Im Wahn gefährlich für die Allgemeinheit

von Redaktion

Gericht ordnet erneut Unterbringung eines 34-Jährigen in der Psychiatrie an

Traunstein/Rosenheim – Im Wahn sieht ein psychisch kranker 34-Jähriger „Aliens“, gegen die er sich und die Welt mit aller Kraft verteidigen muss. Vor diesem Hintergrund forderte der Obdachlose im Oktober 2018 nachts in Rosenheim Frauen auf: „Verschwindet von meiner Erde. Sonst schlitze ich euch die Kehle auf.“ Eine Frau verletzte er durch Faustschläge erheblich. Zum zweiten Mal ordnete das Landgericht Traunstein die Unterbringung des Beschuldigten in der Psychiatrie an.

Ersturteil zum
Teil aufgehoben

Nach dem – vom Bundesgerichtshof zum Teil aufgehobenen – Ersturteil der Zweiten Strafkammer vom Februar 2020 (wir berichteten) gelangte die Sechste Strafkammer jetzt zu dem gleichen Ergebnis. Den Schuldspruch „Bedrohung und Körperverletzung“ des Erstgerichts mit Freispruch des 34-Jährigen wegen Schuldunfähigkeit hatte der Bundesgerichtshof nicht beanstandet.
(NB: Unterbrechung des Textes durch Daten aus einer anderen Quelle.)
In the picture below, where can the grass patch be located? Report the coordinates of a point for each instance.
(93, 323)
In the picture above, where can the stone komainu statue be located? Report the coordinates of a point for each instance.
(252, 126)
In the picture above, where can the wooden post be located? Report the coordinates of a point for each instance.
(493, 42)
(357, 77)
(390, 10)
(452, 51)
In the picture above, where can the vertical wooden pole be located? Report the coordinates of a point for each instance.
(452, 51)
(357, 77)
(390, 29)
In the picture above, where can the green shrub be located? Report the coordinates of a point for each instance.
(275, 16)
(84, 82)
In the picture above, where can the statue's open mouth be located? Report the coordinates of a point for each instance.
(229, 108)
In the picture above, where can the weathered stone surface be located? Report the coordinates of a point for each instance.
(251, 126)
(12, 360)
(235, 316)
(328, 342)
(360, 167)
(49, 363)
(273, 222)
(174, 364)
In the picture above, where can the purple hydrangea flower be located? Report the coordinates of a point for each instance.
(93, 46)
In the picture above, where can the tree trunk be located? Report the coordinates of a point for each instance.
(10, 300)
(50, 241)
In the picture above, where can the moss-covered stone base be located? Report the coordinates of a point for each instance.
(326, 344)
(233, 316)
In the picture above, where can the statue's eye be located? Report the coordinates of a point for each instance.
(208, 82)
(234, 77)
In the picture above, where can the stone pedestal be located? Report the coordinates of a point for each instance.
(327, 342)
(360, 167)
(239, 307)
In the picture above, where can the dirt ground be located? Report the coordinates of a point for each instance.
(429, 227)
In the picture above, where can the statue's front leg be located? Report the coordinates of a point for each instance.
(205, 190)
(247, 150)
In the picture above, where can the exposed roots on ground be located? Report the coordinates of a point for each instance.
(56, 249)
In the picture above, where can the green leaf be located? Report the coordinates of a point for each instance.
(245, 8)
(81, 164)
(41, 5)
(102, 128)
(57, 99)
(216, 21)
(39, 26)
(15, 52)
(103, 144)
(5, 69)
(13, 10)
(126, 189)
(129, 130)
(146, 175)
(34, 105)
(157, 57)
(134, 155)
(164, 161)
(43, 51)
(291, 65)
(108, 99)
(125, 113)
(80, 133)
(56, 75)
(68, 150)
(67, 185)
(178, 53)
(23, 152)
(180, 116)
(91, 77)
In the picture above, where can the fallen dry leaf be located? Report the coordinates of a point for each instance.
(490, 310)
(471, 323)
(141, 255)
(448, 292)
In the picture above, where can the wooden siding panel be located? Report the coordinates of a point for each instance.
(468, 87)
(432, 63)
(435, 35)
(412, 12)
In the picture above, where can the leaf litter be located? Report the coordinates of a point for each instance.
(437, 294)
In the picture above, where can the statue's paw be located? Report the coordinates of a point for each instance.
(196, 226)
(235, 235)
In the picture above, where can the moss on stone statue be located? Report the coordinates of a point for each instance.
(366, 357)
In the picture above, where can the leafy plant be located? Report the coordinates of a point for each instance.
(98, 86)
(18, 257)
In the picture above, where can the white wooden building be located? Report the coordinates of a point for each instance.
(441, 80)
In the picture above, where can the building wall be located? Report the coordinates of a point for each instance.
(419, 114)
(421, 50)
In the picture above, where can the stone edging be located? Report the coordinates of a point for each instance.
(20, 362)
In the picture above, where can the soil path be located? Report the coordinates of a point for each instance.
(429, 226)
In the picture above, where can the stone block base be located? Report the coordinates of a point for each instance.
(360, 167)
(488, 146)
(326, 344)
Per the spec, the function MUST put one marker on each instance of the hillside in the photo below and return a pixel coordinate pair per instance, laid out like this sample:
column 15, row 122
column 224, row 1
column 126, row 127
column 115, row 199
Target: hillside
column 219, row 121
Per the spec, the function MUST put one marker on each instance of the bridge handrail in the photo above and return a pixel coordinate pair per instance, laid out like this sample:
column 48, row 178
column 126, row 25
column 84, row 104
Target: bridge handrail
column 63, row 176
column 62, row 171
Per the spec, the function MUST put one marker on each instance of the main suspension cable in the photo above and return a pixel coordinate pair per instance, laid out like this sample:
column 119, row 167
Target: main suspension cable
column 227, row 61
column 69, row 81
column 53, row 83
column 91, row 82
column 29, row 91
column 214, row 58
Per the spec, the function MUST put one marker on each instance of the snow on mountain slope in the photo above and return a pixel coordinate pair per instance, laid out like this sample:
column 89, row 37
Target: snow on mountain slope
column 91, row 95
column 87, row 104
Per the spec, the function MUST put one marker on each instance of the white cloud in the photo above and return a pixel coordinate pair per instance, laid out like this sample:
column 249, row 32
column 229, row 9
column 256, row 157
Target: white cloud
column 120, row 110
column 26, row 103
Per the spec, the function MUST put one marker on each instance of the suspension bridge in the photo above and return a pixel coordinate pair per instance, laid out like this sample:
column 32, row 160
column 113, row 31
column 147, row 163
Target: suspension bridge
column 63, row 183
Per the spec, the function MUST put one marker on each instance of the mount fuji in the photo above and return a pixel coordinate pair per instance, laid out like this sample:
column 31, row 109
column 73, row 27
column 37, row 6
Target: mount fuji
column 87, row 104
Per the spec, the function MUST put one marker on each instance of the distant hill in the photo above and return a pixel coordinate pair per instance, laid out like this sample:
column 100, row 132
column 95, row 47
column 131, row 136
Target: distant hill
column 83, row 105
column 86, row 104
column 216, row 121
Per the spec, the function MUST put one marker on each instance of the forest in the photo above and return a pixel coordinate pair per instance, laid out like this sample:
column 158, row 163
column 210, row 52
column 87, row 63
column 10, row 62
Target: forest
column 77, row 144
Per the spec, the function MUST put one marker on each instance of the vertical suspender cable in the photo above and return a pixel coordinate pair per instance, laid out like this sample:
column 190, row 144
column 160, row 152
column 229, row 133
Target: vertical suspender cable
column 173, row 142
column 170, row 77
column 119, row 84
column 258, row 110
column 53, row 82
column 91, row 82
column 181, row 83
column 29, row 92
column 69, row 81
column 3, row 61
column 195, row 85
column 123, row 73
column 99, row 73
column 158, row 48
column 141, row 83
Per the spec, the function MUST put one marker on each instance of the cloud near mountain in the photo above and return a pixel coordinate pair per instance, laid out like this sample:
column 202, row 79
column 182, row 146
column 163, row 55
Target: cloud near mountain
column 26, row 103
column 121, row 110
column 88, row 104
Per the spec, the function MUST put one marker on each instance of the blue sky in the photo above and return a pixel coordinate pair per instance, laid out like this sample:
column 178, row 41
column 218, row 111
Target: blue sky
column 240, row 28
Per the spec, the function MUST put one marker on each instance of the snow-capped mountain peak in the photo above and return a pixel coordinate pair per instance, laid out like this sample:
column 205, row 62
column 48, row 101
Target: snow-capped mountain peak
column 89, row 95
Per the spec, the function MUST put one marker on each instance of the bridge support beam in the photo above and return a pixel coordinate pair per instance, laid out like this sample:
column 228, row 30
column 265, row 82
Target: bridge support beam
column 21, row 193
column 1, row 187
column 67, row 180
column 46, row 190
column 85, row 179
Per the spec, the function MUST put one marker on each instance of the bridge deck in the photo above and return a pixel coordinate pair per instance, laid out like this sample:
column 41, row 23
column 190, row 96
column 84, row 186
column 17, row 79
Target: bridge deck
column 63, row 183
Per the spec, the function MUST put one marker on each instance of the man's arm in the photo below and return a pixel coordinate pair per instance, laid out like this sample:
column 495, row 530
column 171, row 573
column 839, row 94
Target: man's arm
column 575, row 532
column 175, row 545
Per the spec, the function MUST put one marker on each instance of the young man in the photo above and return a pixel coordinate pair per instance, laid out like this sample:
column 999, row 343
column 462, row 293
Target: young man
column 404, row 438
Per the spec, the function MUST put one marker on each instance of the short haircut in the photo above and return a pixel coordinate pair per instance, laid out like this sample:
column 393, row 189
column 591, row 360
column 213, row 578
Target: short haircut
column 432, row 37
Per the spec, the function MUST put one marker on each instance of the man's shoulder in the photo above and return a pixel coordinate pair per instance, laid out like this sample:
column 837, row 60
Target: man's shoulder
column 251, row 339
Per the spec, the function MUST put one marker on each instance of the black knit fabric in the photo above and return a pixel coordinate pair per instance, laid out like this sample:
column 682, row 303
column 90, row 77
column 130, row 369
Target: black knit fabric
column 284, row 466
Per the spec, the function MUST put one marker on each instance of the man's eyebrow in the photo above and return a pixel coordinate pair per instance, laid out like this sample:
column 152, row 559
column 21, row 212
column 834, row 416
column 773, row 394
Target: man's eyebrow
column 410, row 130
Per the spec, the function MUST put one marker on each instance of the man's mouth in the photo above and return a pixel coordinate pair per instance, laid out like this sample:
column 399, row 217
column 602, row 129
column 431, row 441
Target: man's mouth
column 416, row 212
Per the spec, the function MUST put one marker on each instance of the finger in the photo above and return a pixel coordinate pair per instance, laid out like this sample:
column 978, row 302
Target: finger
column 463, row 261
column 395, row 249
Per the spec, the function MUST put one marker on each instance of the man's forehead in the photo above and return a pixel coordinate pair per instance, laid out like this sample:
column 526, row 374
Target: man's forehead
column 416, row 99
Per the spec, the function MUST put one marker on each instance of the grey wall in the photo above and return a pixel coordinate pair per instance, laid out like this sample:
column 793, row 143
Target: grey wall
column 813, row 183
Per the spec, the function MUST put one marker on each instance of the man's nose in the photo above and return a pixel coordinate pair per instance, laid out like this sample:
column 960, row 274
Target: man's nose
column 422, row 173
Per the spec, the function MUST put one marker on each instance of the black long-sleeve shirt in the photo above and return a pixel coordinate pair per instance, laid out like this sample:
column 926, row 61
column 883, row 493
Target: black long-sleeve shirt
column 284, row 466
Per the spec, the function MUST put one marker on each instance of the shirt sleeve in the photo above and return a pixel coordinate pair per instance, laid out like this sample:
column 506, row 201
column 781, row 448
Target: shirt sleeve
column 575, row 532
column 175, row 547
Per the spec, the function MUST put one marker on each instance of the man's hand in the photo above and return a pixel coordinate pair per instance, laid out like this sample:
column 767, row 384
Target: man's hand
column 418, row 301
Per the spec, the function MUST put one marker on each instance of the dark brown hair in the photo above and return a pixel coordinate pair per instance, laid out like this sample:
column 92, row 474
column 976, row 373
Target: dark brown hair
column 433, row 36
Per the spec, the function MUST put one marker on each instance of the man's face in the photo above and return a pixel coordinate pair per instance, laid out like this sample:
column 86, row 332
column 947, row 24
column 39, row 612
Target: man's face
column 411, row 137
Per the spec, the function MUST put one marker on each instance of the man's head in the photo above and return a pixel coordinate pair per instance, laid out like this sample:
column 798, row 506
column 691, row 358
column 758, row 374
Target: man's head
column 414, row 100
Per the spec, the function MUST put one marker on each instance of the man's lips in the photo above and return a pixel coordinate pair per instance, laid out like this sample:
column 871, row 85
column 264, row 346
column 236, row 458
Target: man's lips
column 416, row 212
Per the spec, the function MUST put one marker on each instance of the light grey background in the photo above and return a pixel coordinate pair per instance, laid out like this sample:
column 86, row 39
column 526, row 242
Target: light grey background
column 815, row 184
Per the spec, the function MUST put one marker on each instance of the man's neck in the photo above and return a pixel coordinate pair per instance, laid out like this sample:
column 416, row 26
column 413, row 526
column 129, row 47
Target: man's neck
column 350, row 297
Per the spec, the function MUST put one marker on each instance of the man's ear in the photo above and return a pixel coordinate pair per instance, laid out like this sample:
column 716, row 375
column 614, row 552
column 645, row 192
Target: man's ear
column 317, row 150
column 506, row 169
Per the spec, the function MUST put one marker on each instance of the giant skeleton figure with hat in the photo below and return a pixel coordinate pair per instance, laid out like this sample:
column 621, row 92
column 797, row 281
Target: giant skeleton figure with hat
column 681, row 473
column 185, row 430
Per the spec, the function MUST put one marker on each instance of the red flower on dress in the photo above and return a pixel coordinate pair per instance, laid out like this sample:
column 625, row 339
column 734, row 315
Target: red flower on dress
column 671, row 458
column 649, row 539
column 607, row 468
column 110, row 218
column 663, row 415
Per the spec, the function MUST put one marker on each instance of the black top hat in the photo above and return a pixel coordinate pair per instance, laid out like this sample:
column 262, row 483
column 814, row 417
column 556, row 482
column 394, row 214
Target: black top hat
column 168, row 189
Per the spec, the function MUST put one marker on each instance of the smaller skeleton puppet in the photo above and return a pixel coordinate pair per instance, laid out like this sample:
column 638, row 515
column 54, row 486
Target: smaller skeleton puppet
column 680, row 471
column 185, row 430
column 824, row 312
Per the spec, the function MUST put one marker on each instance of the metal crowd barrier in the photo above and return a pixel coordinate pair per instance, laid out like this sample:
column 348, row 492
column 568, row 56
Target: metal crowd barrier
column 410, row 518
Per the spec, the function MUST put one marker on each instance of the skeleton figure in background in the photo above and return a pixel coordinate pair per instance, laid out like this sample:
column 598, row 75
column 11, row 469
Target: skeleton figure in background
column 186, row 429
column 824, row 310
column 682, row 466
Dieser Teil des Urteils stand somit bei der jetzigen Verhandlung rechtskräftig fest. Zu prüfen war allerdings nochmals die Frage einer zeitlich nicht begrenzten Unterbringung einem psychiatrischen Krankenhaus.

Der Beschuldigte mit sieben Einträgen im Bundeszentralregister behauptete auch im Prozess der Sechsten Strafkammer mit Vorsitzender Richterin Jacqueline Aßbichler, er habe nichts getan und sei vollkommen gesund. Das Gericht hörte eine Reihe von Zeugen an. Sie berichteten von wiederholt auffälligem und teils aggressivem Verhalten des Beschuldigten. Er laufe zum Beispiel manchmal halbnackt in der Stadt herum, schlafe häufig in einer Damentoilette, trage Alufolie in den Haaren, stopfe seine Kleidung mit Papier aus – „um Strahlen abzuwehren“.

Ein Krankenpfleger, der mit dem 34-Jährigen beruflich zu tun hat, betonte, er sähe eine sofortige Entlassung des Beschuldigten „mit großer Sorge“. Der psychiatrische Gutachter, Oberarzt Rainer Gerth vom Bezirksklinikum in Gabersee, attestierte dem Beschuldigten eine massive psychische Erkrankung, die weiterhin mit Medikamenten behandelt werden müsse. Er sei in ein Wahnsystem verstrickt. Jedoch fehle es an jeglicher Krankheitseinsicht.

Staatsanwältin Maria Riedl beleuchtete alle positiven und negativen Aspekte. Sie zog das Fazit, es sei unumgänglich, die Unterbringung anzuordnen. Der Verteidiger, Andreas Leicher aus Rosenheim, plädierte, den Antrag auf Unterbringung zurückzuweisen, hilfsweise, die Unterbringung zur Bewährung auszusetzen.

Im Urteil ging die Vorsitzende Richterin auf die Verteidigerargumente ein. Leicher hatte unter anderem angeführt, man dürfe die gewählten Lebensumstände seines Mandanten „nicht nach unseren Maßstäben bemessen“. Dem stimme das Gericht grundsätzlich zu, betonte Jacqueline Aßbichler.

Weitere Übergriffe
sehr wahrscheinlich

Jeder dürfe leben, wie er will: „Auch muss die Gesellschaft gewisse Dinge ertragen, die wir als unangenehm empfinden. Es geht aber zu weit, wenn jemand krank ist und diese Krankheit ihn zu einem unkontrollierbaren, aggressiven Menschen macht, der in seinem Wahn eine Gefahr für die Allgemeinheit ist.“ Übergriffe gegen Personen und Sachen seien mit hoher Wahrscheinlichkeit zu erwarten.